Nikos Kouremenos 19 years, 7 months ago  # | flag

This code is magnificent and just works as it should be :). and you shouldn't mind the whole 2 libs being checked. Nicely done.

some small proposals:

i) very often one needs to spool the referer header, so you could have added that header too, except from adding the UserAgent:

txheaders = {'User-agent' : 'Mozilla/5.0 (X11; U; Linux i686; en-US; rv:1.7)', 'Referer' : refererUrl}

ii) eventhough you describe it, you don't say exactly how exactly is it done if you want to POST and not GET. something like this in a comments could be better [not sure though u decide]

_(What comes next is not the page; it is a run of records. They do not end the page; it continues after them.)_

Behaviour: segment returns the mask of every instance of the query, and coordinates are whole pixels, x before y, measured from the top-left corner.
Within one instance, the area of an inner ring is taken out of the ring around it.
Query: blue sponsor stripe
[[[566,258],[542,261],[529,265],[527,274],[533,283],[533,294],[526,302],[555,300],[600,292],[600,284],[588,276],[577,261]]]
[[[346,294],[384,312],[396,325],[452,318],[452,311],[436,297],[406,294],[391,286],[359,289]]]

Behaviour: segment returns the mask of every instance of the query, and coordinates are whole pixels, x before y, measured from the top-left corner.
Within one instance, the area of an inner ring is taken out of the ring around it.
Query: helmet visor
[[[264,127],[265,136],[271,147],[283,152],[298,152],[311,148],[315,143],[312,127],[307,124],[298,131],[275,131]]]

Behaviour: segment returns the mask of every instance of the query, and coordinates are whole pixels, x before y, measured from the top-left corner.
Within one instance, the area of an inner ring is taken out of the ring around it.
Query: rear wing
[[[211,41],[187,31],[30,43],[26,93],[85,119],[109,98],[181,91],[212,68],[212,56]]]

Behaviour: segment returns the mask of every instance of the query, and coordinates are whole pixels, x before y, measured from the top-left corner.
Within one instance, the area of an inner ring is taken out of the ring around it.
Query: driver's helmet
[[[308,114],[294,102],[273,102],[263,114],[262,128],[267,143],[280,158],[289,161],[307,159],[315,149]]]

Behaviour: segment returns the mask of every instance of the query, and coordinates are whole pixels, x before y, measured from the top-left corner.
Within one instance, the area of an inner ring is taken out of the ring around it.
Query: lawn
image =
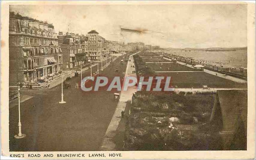
[[[143,62],[170,62],[161,57],[151,57],[152,58],[143,57],[140,57],[142,58]]]
[[[153,54],[152,53],[150,53]],[[238,83],[203,72],[156,72],[158,71],[195,71],[194,69],[177,63],[146,63],[144,59],[134,56],[139,76],[171,76],[171,85],[179,88],[246,88],[247,84]]]
[[[247,87],[246,84],[238,83],[204,72],[156,73],[159,76],[170,76],[171,84],[179,88]]]
[[[146,63],[148,67],[153,68],[156,71],[195,71],[194,69],[178,63]]]

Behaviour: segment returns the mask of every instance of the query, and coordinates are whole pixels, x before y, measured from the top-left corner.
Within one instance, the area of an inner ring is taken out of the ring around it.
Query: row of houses
[[[108,40],[95,30],[85,35],[54,31],[52,24],[10,13],[9,85],[40,86],[63,70],[76,70],[89,61],[131,51],[129,45]]]

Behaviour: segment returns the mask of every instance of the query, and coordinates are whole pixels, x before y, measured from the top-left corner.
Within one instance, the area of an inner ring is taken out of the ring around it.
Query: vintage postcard
[[[252,2],[2,1],[1,33],[2,156],[255,158]]]

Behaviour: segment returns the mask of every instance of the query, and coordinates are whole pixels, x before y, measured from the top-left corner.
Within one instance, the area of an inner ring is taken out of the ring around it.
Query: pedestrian
[[[123,118],[124,115],[124,111],[122,111],[122,112],[121,112],[121,117],[122,118]]]

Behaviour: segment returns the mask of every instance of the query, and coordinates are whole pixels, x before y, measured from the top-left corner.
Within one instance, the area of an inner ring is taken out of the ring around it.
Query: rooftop
[[[97,32],[95,30],[92,30],[88,33],[88,34],[99,34],[99,33]]]

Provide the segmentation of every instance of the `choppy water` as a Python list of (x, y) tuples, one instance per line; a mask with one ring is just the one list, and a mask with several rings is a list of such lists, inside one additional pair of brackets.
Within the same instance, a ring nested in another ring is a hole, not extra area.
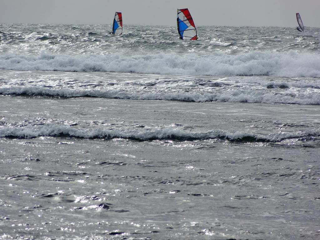
[(0, 24), (0, 239), (316, 239), (320, 29)]

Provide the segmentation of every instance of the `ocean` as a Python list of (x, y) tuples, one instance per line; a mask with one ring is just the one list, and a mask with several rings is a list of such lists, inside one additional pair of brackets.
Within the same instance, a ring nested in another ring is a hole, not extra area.
[(0, 24), (0, 239), (318, 239), (320, 28)]

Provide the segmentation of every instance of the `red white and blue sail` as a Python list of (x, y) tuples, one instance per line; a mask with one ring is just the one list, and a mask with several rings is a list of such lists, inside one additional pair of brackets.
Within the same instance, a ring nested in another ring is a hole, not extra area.
[(196, 26), (188, 8), (178, 10), (177, 25), (180, 39), (198, 39)]
[(303, 24), (302, 23), (302, 20), (301, 20), (301, 17), (300, 16), (300, 14), (299, 14), (299, 12), (297, 12), (296, 13), (296, 15), (297, 16), (297, 20), (298, 22), (298, 24), (299, 24), (300, 29), (302, 31), (304, 31), (304, 26), (303, 26)]
[(116, 12), (112, 24), (112, 33), (114, 34), (122, 34), (122, 14)]

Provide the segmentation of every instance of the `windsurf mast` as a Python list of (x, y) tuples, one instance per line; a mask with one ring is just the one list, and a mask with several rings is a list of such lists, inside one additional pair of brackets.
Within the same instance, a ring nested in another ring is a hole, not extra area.
[[(299, 27), (297, 27), (297, 30), (300, 32), (303, 32), (304, 31), (304, 26), (303, 26), (303, 24), (302, 23), (302, 20), (301, 20), (301, 17), (300, 17), (300, 14), (299, 14), (299, 12), (297, 12), (296, 13), (296, 16), (297, 17), (297, 21), (298, 21), (298, 24), (299, 24)], [(302, 31), (301, 31), (300, 29), (302, 30)]]
[(116, 12), (112, 24), (112, 34), (122, 34), (122, 14), (121, 12)]
[(188, 8), (178, 10), (177, 25), (180, 39), (189, 40), (198, 39), (196, 26)]

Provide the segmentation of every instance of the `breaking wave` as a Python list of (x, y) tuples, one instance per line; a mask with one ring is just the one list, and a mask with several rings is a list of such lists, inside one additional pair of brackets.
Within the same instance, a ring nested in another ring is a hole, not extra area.
[(114, 72), (191, 75), (274, 75), (320, 77), (320, 55), (253, 51), (236, 55), (220, 52), (199, 56), (175, 53), (128, 56), (122, 53), (71, 56), (42, 51), (39, 56), (7, 54), (0, 69), (17, 70)]
[(240, 142), (275, 142), (288, 139), (319, 136), (319, 130), (304, 133), (279, 132), (265, 135), (222, 130), (192, 132), (169, 127), (153, 129), (124, 131), (101, 128), (94, 129), (79, 129), (70, 126), (57, 124), (23, 127), (4, 126), (0, 128), (0, 137), (22, 139), (41, 136), (86, 139), (121, 138), (139, 141), (162, 140), (193, 141), (219, 139)]
[(320, 93), (306, 91), (288, 93), (273, 92), (265, 90), (231, 90), (214, 93), (180, 92), (139, 92), (101, 90), (58, 89), (40, 87), (12, 86), (0, 88), (0, 94), (43, 96), (58, 98), (91, 97), (135, 100), (167, 100), (204, 102), (210, 101), (320, 104)]

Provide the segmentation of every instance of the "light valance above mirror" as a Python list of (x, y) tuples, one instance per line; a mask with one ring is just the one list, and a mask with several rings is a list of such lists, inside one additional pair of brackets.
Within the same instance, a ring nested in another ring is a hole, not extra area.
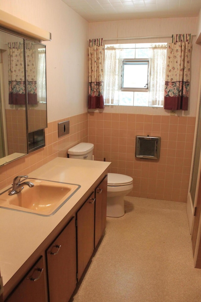
[(0, 25), (41, 41), (51, 41), (51, 33), (1, 9)]

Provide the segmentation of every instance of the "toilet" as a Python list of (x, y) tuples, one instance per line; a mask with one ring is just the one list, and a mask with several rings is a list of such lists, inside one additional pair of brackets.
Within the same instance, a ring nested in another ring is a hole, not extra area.
[[(93, 144), (81, 143), (68, 149), (70, 158), (92, 160)], [(130, 176), (116, 173), (107, 175), (107, 216), (120, 217), (125, 214), (124, 197), (132, 190), (133, 178)]]

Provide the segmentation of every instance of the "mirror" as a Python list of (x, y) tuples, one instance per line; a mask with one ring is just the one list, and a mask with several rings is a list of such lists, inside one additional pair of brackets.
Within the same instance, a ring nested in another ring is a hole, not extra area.
[(46, 60), (45, 45), (0, 31), (0, 166), (45, 145)]

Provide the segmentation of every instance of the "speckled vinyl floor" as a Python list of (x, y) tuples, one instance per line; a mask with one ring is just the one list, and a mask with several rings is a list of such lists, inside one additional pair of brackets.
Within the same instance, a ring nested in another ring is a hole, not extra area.
[(71, 302), (201, 302), (186, 209), (126, 197)]

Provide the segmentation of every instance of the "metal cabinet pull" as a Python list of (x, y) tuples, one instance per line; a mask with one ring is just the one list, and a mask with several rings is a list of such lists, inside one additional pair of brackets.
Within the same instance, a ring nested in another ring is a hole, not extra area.
[(36, 277), (36, 278), (34, 278), (33, 277), (30, 277), (27, 278), (28, 279), (30, 279), (31, 281), (37, 281), (37, 280), (38, 280), (39, 279), (40, 279), (40, 278), (41, 278), (42, 273), (43, 271), (43, 269), (40, 268), (39, 267), (38, 268), (36, 268), (35, 270), (38, 271), (40, 271), (40, 273), (39, 275), (39, 276), (38, 277)]
[(58, 254), (58, 253), (59, 251), (59, 250), (60, 249), (60, 248), (61, 247), (61, 245), (58, 245), (57, 244), (56, 245), (54, 245), (53, 247), (53, 248), (54, 247), (58, 248), (58, 249), (57, 252), (55, 252), (55, 253), (54, 253), (53, 252), (51, 252), (50, 254), (51, 255), (56, 255), (57, 254)]
[(90, 201), (90, 204), (94, 204), (95, 201), (95, 198), (90, 198), (90, 200), (93, 200), (93, 201)]

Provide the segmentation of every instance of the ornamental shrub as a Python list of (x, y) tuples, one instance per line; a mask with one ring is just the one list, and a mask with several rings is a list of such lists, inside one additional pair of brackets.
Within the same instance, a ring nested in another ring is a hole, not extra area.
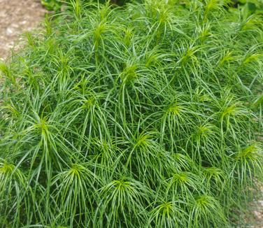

params = {'DomainNumber':'0', 'PhoneNo':PHONE_NO, 'Password':PASSWD}

txdata = urllib.urlencode(params)

anyways. excellent code [I voted for you 5 out of 5] and I just put the above stuff here, just if anyone was wondering [as I did]

Michael Foord (author) 19 years, 7 months ago  # | flag

Thanks. Thanks for the appreciation !

I also like your additional examples.... - Fuzzy

Mikael Norgren 19 years, 6 months ago  # | flag

Typo? Think there's a lil' typo in the article.

Shouldn't

Request = urlib2.Request

be

Request = urllib2.Request

(urlib2 -> urllib2)?

Nikos Kouremenos 19 years, 4 months ago  # | flag

yes, it's a typo.. and it became obvius to me too while using Python 2.4 :)

Michael Foord (author) 19 years, 3 months ago  # | flag

Oops.. Sorry about that... typos belatedly corrected.

Alen Ribic 17 years, 1 month ago  # | flag

Empty cookies.lwp file when save() called. Hi Michael,

When running the cookie_example.py my cookies.lwp get updated but it only has the following line in it "#LWP-Cookies-2.0". I checked the log and I do see the output for: "for index, cookie in enumerate(cj): print index, ' : ', cookie".

Any ideas why the file would be writing just "#LWP-Cookies-2.0" on first line and not the cookie entries?

Regards, -Alen

Vladimir Cambur 16 years, 9 months ago  # | flag

session cookies. if there are only session cookies you won't see them in the cookies.lwp because by default session cookies are not saved. if you pass ignore_discard=True to save() then they will be saved.